As long as I can remember, I’ve had an interest in computer programming. I started tinkering as a kid back in the early 1980s with a TI-99-4A and Atari XL Series (remember those membrane keyboards?), Atari STs and Apple IIs. Most of that was just goofy kid stuff, sorting baseball and hockey cards and stuff that was Star Trek related.
It was in college, though, in 1984, when I began to learn to program. I attended the University of Victoria in British Columbia (that’s in Canada, eh) and at the time the school had an IBM mainframe running UNIX. I took Fortran, COBOL, Pascal and, everyone’s favourite, assembler language where you actually program at the machine language. While all of these languages were different, there were a few similarities. First, the editor was VI, a command-line editor made up of cryptic key commands. Second, every student was allocated a certain weekly ‘budget’ to program with, which was really a proxy for CPU cycles.
Here, if you write a program with some sort of cyclic loop, you would burn through all of your CPU cycles and not be able to complete a project. There was a catch though –once you hit zero, you could stay logged in and go into the negative as long as you didn’t log out. So if you wrote some crap code, you had to stay in the lab all night long until you finished or you would have to wait until the next week to get your new allocation of CPU cycles. The third commonality was that the debugger was crap. The printout you got just gave you the last line of code that was executed and you had to figure out why.
What this meant for programming was that you had to do an immense amount of pre-work before you started typing anything into the mainframe. All the code had to be documented, flow charts had to created, and mock ‘runs’ had to be done to see how the program flowed. The program would then run, invariably fail somewhere, and the whole process would be repeated. I would say for every hour of actual computer time, I would need to spend about four to five hours working with paper.

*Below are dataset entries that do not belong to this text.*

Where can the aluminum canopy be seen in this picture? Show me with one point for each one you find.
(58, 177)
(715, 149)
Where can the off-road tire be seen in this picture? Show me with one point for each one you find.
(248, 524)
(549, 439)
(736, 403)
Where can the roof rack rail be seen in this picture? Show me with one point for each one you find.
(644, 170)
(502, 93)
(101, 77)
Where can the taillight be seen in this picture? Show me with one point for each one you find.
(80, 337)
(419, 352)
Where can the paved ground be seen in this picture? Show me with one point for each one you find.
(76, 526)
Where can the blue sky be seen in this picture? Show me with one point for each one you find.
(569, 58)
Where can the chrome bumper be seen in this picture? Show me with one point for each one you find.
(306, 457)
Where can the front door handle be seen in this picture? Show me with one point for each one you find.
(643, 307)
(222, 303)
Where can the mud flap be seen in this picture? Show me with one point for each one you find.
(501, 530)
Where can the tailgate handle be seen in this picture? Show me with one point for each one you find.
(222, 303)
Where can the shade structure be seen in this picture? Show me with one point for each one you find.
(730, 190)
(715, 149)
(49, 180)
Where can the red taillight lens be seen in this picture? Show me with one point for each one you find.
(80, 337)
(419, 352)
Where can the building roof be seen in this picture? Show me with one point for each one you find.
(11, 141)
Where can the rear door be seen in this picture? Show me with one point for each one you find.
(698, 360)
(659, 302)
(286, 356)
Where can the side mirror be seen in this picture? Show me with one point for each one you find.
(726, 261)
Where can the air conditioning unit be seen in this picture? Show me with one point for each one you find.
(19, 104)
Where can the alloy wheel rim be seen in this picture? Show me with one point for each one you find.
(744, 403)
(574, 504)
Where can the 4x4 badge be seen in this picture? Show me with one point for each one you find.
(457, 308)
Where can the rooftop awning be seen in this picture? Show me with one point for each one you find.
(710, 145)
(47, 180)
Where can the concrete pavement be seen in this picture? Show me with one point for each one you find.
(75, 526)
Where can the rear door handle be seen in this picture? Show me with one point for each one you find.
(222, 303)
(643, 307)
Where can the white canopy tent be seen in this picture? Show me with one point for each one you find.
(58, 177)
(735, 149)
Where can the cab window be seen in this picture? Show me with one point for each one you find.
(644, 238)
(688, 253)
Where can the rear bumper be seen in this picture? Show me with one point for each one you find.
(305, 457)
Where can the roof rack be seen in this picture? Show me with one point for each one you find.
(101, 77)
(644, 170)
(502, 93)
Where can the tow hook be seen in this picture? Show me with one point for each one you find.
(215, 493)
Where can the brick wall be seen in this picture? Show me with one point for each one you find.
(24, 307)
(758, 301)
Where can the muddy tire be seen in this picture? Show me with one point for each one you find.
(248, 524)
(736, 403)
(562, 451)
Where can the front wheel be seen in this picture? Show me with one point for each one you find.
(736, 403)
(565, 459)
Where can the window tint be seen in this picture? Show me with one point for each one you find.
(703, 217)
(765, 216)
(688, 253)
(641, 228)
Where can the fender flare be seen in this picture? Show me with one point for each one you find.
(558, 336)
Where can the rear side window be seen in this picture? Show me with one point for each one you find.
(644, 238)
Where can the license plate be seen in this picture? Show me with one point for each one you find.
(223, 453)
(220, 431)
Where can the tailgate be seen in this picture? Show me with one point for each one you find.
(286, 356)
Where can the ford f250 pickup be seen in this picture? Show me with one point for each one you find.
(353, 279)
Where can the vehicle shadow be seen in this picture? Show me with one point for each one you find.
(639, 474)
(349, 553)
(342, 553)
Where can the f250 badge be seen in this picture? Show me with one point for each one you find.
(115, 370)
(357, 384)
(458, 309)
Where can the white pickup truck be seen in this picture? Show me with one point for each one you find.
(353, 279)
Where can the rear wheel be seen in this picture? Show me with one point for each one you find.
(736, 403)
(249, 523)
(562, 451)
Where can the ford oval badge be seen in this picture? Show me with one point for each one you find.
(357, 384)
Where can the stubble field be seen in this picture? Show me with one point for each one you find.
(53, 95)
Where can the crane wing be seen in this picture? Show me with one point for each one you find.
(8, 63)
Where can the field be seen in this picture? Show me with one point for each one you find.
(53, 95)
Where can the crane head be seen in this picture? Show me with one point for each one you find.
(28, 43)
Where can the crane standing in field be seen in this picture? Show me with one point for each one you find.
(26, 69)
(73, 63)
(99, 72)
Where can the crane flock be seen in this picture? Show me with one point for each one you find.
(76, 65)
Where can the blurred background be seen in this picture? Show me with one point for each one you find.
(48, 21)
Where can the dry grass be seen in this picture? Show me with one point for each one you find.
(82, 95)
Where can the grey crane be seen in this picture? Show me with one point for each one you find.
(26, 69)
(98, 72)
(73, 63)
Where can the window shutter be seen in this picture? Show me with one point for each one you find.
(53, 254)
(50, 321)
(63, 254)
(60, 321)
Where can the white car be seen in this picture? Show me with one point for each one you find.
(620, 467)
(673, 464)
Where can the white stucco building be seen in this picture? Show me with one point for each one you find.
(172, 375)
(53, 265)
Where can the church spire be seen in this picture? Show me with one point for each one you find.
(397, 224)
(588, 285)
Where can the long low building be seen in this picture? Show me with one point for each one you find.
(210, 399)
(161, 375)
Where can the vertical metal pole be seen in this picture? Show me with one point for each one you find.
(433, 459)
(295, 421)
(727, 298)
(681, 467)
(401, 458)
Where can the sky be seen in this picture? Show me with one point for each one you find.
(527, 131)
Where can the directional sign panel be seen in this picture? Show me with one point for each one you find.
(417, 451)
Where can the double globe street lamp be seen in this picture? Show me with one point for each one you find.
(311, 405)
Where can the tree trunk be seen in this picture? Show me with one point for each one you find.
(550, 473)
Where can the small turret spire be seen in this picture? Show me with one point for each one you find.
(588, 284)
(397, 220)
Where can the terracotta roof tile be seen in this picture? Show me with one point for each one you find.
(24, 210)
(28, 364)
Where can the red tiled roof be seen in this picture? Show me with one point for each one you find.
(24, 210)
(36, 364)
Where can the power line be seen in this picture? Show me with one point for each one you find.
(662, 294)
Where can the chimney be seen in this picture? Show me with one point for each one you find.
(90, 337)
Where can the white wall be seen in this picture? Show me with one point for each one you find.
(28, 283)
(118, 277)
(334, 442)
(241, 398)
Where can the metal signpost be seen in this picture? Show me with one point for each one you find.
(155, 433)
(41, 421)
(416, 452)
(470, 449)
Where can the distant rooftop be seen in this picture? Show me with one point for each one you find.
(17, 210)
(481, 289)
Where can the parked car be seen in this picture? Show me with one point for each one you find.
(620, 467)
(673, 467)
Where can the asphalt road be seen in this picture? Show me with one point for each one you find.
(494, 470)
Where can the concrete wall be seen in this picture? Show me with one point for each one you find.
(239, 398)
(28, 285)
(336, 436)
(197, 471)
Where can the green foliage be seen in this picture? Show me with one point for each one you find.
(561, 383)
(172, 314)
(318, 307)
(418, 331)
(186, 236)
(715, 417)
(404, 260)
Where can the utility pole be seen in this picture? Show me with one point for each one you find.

But then in my last year the school’s attitude toward programming changed. The university invested in a Mac lab, complete with brand new Motorola 68000-based Macs, the crème de la crème of personal computers, if you will. My attitude towards programming changed.
With the Macs, there was no allocation of CPU because the CPU was dedicated to that machine. That meant one could write a subroutine or two, run it, see how it performed, tweak it and then move on to the next task. The debugger was fantastic as well. Programming in 68000 assembler was dead easy compared to the IBM mainframe since it gave you an actual view of the contents of the registers and allowed you to walk through the code line by line.
In a sense, Macs enabled me to ‘hack’ a lot more and write less elegant code because I didn’t have to worry about burning extra cycles here and there. This meant I could code more for convenience than efficiency, reducing the time I spent developing code away from the computer significantly. I mentioned earlier that I spent about four to five hours on paper for every hour I spent on the computer. I would say that dynamic flipped, where it was very little time with paper and almost all the time on the computer. Did I get into some bad habits and write less efficient code? Sure, but it didn’t matter anymore and I managed to finish my assignments much faster.
Looking back, the introduction of the Mac lab at my school brought out the hacker in me. I was able to tinker, play and try stuff that I could never have done on the CPU-restrictive mainframes. This actually helped me when I got into the workforce, as my first job was programming on Solaris and HP UX boxes, in which I wrote plenty of perl and c shell scripts.
So I’ll wish the Mac a happy 30th birthday and tip my hat to the box that changed the way I look at programming. I’ll toss the rest of my 80-column paper in the recycle bin and go back to hacking away at source code.